The Development/Maintenance Problem
In many organizations there are “developers” and “maintainers”: a team of hotshots is hired to design and build the initial system, and once the “hard work” is done, they hand it off to the maintenance and support or “sustained engineering” crew: kids and old-timers and other misfits who don’t have what it takes (yet, or any more) to do “real software development”; or the work of maintenance and support is offshored to a team in India or Eastern Europe to save costs.
But this is not the case in XP, as Pete McBreen points out in Questioning Extreme Programming
"The interesting thing about XP, however, is that it assumes that applications are never really going to be handed off to a separate maintenance team. The assumption is that after each incremental release, the customer will want more functionality and keep funding the development team… As such, there is never a need to hand the application over to a maintenance team; the original development team can continue to support the application indefinitely”.This idea of keeping the team together, preserving the knowledge that has been built up over time, the team’s deep and shared understanding of the domain, their proven ability to deliver, is critical and fundamental.

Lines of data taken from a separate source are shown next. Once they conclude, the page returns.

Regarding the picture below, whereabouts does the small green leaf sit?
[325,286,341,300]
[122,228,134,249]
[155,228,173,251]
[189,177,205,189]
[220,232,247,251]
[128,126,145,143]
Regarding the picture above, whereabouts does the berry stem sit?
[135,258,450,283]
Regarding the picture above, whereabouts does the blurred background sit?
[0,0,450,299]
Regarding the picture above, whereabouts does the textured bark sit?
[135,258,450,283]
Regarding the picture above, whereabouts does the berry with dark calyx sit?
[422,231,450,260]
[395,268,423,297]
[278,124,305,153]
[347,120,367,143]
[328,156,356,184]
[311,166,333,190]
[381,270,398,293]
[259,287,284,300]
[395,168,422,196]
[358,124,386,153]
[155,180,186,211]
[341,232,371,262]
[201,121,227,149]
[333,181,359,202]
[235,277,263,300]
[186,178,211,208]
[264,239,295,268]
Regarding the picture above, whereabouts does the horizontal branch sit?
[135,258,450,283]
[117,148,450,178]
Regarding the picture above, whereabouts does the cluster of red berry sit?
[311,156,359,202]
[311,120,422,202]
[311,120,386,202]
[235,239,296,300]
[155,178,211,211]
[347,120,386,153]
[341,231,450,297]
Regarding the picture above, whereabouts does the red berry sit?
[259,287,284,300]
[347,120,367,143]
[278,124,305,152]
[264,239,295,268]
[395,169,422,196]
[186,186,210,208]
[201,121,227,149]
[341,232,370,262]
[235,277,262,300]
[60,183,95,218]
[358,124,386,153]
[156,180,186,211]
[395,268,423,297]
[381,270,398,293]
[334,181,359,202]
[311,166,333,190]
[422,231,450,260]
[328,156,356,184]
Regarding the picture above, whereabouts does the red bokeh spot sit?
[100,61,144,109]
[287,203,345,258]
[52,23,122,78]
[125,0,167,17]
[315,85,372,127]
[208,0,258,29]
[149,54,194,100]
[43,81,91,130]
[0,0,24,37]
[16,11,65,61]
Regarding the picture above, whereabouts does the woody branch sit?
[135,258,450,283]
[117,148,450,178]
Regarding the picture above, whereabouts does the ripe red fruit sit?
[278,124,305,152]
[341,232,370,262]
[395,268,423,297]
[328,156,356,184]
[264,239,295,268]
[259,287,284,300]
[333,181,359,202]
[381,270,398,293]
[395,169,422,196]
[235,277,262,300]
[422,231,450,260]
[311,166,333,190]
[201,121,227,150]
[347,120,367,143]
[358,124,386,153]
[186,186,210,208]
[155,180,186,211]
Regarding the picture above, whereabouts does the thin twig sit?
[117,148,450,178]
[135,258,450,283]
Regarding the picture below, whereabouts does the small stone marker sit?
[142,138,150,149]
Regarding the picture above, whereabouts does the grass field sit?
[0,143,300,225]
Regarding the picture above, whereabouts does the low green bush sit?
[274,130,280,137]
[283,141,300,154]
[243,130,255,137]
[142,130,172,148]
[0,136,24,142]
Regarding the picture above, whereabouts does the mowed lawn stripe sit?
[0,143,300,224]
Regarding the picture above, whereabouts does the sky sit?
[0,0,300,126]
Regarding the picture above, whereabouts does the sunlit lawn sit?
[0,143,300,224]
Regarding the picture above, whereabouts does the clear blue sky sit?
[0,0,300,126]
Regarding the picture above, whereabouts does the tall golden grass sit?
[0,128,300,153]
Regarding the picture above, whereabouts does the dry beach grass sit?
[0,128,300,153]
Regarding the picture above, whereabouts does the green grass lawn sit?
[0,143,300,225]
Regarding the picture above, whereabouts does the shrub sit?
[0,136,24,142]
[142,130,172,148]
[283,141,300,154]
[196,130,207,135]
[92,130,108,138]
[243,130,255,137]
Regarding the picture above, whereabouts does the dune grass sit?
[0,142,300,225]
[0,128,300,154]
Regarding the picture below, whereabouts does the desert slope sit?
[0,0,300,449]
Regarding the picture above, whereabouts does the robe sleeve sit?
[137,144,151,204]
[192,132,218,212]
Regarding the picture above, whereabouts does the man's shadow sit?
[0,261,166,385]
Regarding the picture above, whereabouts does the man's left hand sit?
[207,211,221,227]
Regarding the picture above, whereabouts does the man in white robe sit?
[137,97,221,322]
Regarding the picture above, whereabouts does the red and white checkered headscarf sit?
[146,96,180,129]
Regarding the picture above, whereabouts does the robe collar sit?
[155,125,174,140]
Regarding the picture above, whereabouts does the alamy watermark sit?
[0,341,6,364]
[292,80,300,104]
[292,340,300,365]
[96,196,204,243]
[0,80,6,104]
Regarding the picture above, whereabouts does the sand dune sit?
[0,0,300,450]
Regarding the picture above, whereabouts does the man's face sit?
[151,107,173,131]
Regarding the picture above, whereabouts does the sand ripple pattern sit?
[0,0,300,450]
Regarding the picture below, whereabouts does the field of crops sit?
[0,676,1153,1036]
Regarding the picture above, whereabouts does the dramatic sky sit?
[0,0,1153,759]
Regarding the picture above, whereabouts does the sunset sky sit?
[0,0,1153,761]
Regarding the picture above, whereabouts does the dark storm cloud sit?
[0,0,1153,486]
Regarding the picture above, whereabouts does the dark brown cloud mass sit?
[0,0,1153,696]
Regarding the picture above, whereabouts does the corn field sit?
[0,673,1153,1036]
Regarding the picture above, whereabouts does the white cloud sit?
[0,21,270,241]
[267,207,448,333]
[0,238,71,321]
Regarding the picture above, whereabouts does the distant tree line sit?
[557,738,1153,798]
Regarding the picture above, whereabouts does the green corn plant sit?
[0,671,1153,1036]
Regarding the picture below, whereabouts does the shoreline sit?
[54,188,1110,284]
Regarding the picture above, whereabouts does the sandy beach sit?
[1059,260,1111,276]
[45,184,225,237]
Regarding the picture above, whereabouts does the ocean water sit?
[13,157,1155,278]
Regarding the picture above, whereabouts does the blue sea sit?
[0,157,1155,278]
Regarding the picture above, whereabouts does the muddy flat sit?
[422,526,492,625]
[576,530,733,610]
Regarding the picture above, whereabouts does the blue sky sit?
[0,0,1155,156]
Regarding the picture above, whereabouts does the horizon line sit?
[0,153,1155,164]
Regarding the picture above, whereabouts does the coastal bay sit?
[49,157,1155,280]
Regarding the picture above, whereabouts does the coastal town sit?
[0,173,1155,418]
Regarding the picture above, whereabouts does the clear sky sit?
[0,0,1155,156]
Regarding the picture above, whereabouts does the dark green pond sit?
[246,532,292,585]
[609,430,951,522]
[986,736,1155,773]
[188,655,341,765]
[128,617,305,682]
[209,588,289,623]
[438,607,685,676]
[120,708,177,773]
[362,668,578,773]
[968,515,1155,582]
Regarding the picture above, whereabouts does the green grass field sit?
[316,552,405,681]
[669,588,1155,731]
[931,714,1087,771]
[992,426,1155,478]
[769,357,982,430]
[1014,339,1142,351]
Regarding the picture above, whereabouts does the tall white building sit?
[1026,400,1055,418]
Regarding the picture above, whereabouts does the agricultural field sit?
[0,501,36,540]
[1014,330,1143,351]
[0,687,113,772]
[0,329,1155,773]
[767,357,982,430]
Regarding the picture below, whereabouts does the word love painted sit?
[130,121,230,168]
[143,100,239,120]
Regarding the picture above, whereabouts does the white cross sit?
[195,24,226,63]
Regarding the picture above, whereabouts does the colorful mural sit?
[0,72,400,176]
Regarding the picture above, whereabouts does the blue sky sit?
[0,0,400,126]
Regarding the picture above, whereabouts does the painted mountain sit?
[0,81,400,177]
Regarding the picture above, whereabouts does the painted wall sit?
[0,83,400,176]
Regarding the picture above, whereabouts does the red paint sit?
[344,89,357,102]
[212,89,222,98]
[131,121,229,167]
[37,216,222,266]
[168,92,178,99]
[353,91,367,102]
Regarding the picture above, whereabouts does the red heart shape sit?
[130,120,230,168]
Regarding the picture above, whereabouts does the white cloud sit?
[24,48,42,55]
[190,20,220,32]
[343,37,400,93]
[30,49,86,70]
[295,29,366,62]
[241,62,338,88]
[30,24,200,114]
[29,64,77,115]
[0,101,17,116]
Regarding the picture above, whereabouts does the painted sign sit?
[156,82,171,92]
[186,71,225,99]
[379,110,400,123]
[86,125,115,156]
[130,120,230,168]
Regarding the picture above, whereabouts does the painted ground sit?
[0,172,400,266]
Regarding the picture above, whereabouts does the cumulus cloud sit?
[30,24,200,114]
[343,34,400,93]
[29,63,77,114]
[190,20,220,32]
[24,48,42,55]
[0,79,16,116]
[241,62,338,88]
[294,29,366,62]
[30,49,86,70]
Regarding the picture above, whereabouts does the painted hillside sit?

This is the real intellectual property, the real value that you have created. Erich Brechner at Microsoft explores this in his post on Sustained engineering idiocy where he shows that keeping the development team engaged in maintenance and support builds accountability, creates a deeper understanding of the system and of the customer’s needs, and informs future development, using the feedback from support to improve the quality and reliability of future releases or future products. Eric provides some useful ideas on how to balance the requirements of maintenance and support against future development: structuring your team around a core with an evaluation team that investigates and triages issues, and using backlog management to feed fixes into the incremental development schedule.
Most of the work that will be done on a piece of software, up to 70% in some studies, is done during maintenance. It just makes sense to have your best people working on what is most important: protecting the investment that you and your customer made in building the software in the first place; supporting the ongoing business operations of your customers; and ensuring that you and your customers will continue to succeed in the future.